Eugene Weekly : Food Coma : 11.17.11

A Taste of Flavor

Popeye would ditch spinach for this olive oil

Go ahead and pour yourself a little drizzle of olive oil from your kitchen. Ok, now taste it — by itself. Disgusting? Then throw that crap away and head down to Olive Grand, where owners Tamara Oldenburg-Sires and Mike Sires sell a variety of olive oils and balsamic vinegars that are delicious enough to drink.

An olive oil tasting at Olive Grand is a lot like a wine tasting. It has all the complexities, all the excitement and about a million times more flavor. If you’re interested in food, Oldenberg-Sires can tell fascinating stories about the history of olive oil, the revival of U.S. olive growing and why finding good olive oil in grocery stores is difficult. 

The first thing to understand about sampling the great variety in extra-virgin olive oils is the difference between the finishes: there are delicate, medium and robust oils. The medium and robust snap with a little bite, the most robust with an almost peppery finish, while the delicate oils are more smooth and come from a late harvest of the same olives.

Olive Grand stocks a selection of finishes, nine total on our visit, and each one brings a vastly different experience to the taste buds, from fresh and tart to buttery and downright hearty. We loved the fresh, buttery olio novelo and the powerful pepper of the Tuscan blend. Add a balsamic to the Tuscan and the flavor profile is a brand-new experience.

Once you have sampled the straight extra-virgin olive oils, it is imperative to move on to the flavored selection. There were, again, many to choose from, ranging from citrus (lemon, lime, mandarin, blood orange) to savory (basil, rosemary, garlic) to spicy (chili, jalapeño). Couple these with any of the flavored balsamic vinegars they stock (among them red apple, fig and wild cherry), and you can create some of the most intense tastes you’ve ever experienced. 

For example, a spot of the chili olive oil combined with a peach balsamic travels the spectrum from immediately fresh and sweet to savory and smoky then finishes with a spicy kick. Oldenberg-Sires says that the garlic oil was the most difficult to select; we loved it with the traditional balsamic and want to try pairing with different breads.

With each taste combination, the mind races through myriad possibilities for culinary applications. But the impulse might remain to just keep sipping, shot style, from the tasting cups. If you can tear yourself away and choose which to bring home, the knowledgeable people serving up the olive oil have bucketfuls of suggestions for how to serve and use each one, plus recipes on the web. They can even help steer you in the right direction for the best flavor combinations.

Olive Grand will host a special tasting for women at “Ladies Night” 5-7pm Thursday, Nov. 17, with wine and chocolate.

have you heard…

Too tired for cooking?

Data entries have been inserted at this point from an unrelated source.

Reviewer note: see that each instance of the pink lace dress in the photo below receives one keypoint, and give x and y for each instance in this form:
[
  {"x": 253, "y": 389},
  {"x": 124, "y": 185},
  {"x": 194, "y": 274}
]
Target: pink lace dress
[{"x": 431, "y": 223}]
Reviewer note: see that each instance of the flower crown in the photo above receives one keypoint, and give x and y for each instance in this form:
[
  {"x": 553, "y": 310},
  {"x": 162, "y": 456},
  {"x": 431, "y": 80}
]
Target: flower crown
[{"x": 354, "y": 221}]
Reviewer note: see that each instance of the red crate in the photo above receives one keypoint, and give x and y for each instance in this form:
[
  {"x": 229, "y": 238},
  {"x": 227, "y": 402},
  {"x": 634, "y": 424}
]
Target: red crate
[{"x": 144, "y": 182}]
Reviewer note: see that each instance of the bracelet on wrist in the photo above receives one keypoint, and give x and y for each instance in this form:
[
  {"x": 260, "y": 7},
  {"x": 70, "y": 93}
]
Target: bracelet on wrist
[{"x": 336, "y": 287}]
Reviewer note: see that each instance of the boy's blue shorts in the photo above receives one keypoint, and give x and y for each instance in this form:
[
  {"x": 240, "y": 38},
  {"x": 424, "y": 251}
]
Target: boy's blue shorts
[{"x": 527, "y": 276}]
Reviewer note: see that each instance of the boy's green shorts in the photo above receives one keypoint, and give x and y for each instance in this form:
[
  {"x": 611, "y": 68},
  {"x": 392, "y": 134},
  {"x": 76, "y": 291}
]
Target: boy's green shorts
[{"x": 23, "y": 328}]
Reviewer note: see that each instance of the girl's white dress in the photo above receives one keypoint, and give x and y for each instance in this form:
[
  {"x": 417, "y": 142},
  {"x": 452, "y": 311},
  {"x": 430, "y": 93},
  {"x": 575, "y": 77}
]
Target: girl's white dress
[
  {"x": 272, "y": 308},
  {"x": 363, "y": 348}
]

Know some new parents who need the gift of time? Check out Ivy’s Kitchen, which just completed a massive kitchen remodel. Ivy’s delivers oven-ready vegetarian food straight to the home; see her menu at

June opened the sophisticated lounge “Kate’s in June” last week; the next event we’ve heard about so far is a wine pouring by Portland urban winery Hip Chicks do Wine 9 pm-2 am Dec. 9.

Speaking of openings and wine, Marché’s new addition, Le Bar at Fifth Street Market, will serve the first wine of the 2011 vintage at its Beaujolais Nouveau Celebration Nov. 17.

UO’s EMU has gone bottled water-free!

Café Yumm on Franklin launched solar energy and electric vehicle charging stations in October. We’re excited to see them in use!

Hop Valley Brewing has started canning beer, complete with a water-based lining for taste preservation and a six-pack handle from recycled plastic.